Des ateliers au centre de la bagarre
Tout part d'une question d'entretien. Ouigo et l'italien Iryo cassent les prix sur la grande vitesse espagnole depuis la libéralisation du rail, mais leurs rames doivent bien passer en maintenance quelque part. La CNMC, le régulateur de la concurrence, a tranché en les autorisant à utiliser les ateliers de la Renfe, l'opérateur historique. Celui-ci a aussitôt annoncé qu'il contesterait cette obligation devant les tribunaux. Dans un entretien à l'agence Europa Press mi-août, Puente a jugé la décision « inacceptable » et sommé les Français de choisir, investir dans leurs propres installations ou rapatrier leurs trains en France pour l'entretien, comme la Renfe le fait dans l'autre sens avec les siens.

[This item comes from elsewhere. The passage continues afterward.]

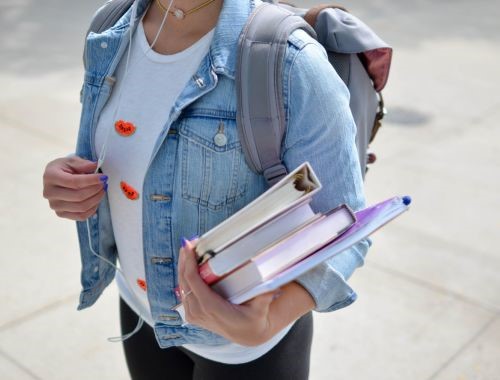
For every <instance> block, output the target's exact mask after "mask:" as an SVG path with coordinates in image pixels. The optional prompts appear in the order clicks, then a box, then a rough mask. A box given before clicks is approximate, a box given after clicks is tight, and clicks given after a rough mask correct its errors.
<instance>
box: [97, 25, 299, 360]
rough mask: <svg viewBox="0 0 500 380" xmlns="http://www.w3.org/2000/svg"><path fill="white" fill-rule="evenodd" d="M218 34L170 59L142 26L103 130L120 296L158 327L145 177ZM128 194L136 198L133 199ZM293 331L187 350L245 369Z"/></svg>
mask: <svg viewBox="0 0 500 380" xmlns="http://www.w3.org/2000/svg"><path fill="white" fill-rule="evenodd" d="M213 34H214V30H212V31H210V32H209V33H207V34H206V35H205V36H204V37H202V38H201V39H200V40H199V41H197V42H196V43H195V44H193V45H192V46H190V47H188V48H187V49H185V50H183V51H181V52H179V53H176V54H172V55H162V54H158V53H156V52H155V51H153V50H152V49H150V46H149V44H148V41H147V39H146V36H145V34H144V28H143V26H142V22H141V23H139V25H138V27H137V30H136V32H135V33H134V36H133V37H132V45H131V51H130V61H129V67H128V74H127V76H126V77H125V69H126V68H125V66H126V58H125V57H126V56H124V59H122V61H121V62H120V64H119V66H118V68H117V73H116V84H115V88H114V91H113V93H112V95H111V97H110V99H109V101H108V103H107V104H106V106H105V107H104V109H103V111H102V113H101V115H100V118H99V121H98V124H97V130H96V137H95V143H96V149H97V154H98V155H100V153H101V151H102V148H103V145H104V143H105V141H106V139H107V140H108V141H107V148H106V149H107V151H106V156H105V158H104V163H103V165H102V169H103V172H104V173H106V174H107V175H108V177H109V179H108V197H109V203H110V211H111V219H112V221H113V232H114V236H115V240H116V245H117V248H118V255H119V262H120V266H121V269H122V271H123V273H124V277H123V276H122V275H121V274H120V273H119V272H117V284H118V288H119V291H120V295H121V297H122V298H123V299H124V301H125V302H126V303H127V304H128V305H129V306H130V307H131V308H132V309H133V310H134V311H135V312H136V313H138V314H140V315H141V316H142V317H143V318H144V320H145V321H146V322H147V323H148V324H149V325H151V326H154V321H153V318H152V315H151V310H150V307H149V302H148V298H147V293H146V287H147V284H146V283H145V269H144V254H143V240H142V233H143V231H142V197H141V195H142V194H141V193H142V186H143V182H144V175H145V173H146V170H147V168H148V165H149V161H150V158H151V155H152V153H153V147H154V145H155V142H156V140H157V139H158V136H159V134H160V133H161V131H162V129H163V128H164V126H165V124H166V123H167V120H168V116H169V112H170V109H171V108H172V106H173V105H174V102H175V100H176V99H177V97H178V96H179V94H180V92H181V91H182V90H183V89H184V87H185V85H186V83H187V82H188V80H189V79H190V78H191V77H192V76H193V75H194V74H195V73H196V71H197V69H198V67H199V65H200V63H201V60H202V59H203V57H204V56H205V55H206V54H207V53H208V51H209V48H210V43H211V41H212V38H213ZM118 120H121V121H122V122H121V124H120V125H119V127H121V128H118V131H117V129H116V128H115V123H116V122H117V121H118ZM123 189H125V190H127V191H128V196H127V195H125V192H124V191H123ZM131 292H133V294H132V293H131ZM290 328H291V325H290V326H288V327H287V328H285V329H284V330H283V331H281V332H280V333H279V334H277V335H276V336H275V337H273V338H272V339H271V340H270V341H268V342H266V343H265V344H263V345H260V346H257V347H244V346H240V345H237V344H233V343H230V344H226V345H219V346H208V345H198V344H196V345H195V344H187V345H185V346H184V347H185V348H187V349H189V350H191V351H193V352H194V353H196V354H198V355H200V356H203V357H205V358H207V359H210V360H214V361H219V362H222V363H228V364H238V363H244V362H248V361H251V360H254V359H256V358H258V357H260V356H261V355H263V354H264V353H266V352H267V351H269V350H270V349H271V348H272V347H274V346H275V345H276V344H277V343H278V342H279V341H280V340H281V339H282V338H283V336H285V335H286V333H287V332H288V331H289V329H290Z"/></svg>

Un réquisitoire contre la libéralisation elle-même
Le ministre ne s'est pas arrêté aux ateliers et a qualifié tout le processus d'ouverture du rail de « trompeur et irréaliste ». Son bilan comptable interpelle. Avant la concurrence, la Renfe gagnait 150 millions d'euros par an et ces bénéfices finançaient les lignes régionales déficitaires. Aujourd'hui, trois opérateurs publics se partagent le marché en perdant 230 millions au total, chacun tenu à bout de bras par son État, et les lignes régionales émargent directement aux impôts des Espagnols.

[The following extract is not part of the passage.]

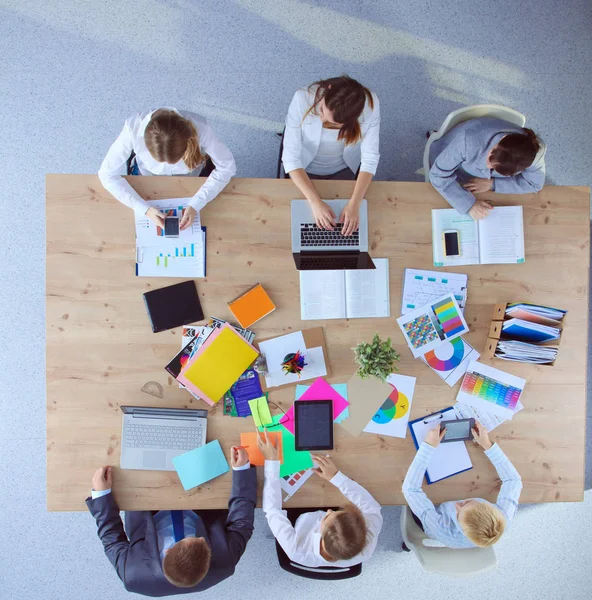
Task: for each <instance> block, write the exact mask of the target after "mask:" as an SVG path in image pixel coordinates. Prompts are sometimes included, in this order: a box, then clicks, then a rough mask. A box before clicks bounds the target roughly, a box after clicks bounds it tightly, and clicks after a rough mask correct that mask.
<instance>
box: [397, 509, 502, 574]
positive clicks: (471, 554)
mask: <svg viewBox="0 0 592 600" xmlns="http://www.w3.org/2000/svg"><path fill="white" fill-rule="evenodd" d="M401 533H402V535H403V540H404V542H405V545H406V546H407V548H409V550H411V551H412V552H413V553H414V554H415V556H416V557H417V560H419V563H420V564H421V566H422V567H423V569H424V570H425V571H427V572H430V573H439V574H440V575H449V576H450V577H459V578H463V577H468V576H470V575H476V574H477V573H483V572H485V571H490V570H491V569H493V568H494V567H495V566H496V565H497V558H496V556H495V550H494V549H493V548H492V547H489V548H463V549H456V548H433V547H430V546H424V545H423V543H422V542H423V540H424V539H426V538H427V536H426V534H425V533H424V532H423V531H422V530H421V528H420V527H419V526H418V525H417V523H415V521H414V520H413V514H412V513H411V510H410V508H409V507H408V506H404V507H403V509H402V510H401Z"/></svg>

La SNCF n'est pas la seule visée
Cette rentrée offensive dépasse le rail. Flixbus, qui réclame l'ouverture des lignes de bus interurbaines, s'est vu opposer une fin de non-recevoir. Michael O'Leary, le patron de Ryanair, a eu droit à un traitement plus salé encore lors d'une passe d'armes sur X à propos des redevances aéroportuaires, conclue par un cinglant « Si tu n'aimes pas nos règles, vole ailleurs ». Le protectionnisme assumé est devenu la ligne officielle du ministère.
On en dit quoi ?
Il y a une vraie ironie à voir la SNCF traitée en Espagne comme elle-même considère les concurrents low cost qui débarquent sur ses terres. Sur le fond, le bilan chiffré de Puente mérite examen, un marché où trois acteurs publics creusent des pertes financées par trois contribuables différents pose une vraie question. Mais le calendrier sent aussi la défense du champion national, et les voyageurs espagnols, qui paient leurs billets bien moins cher depuis l'arrivée de la concurrence, apprécieront le débat à sa juste valeur. La bataille juridique de la Renfe contre son propre régulateur dira jusqu'où Madrid est prête à aller.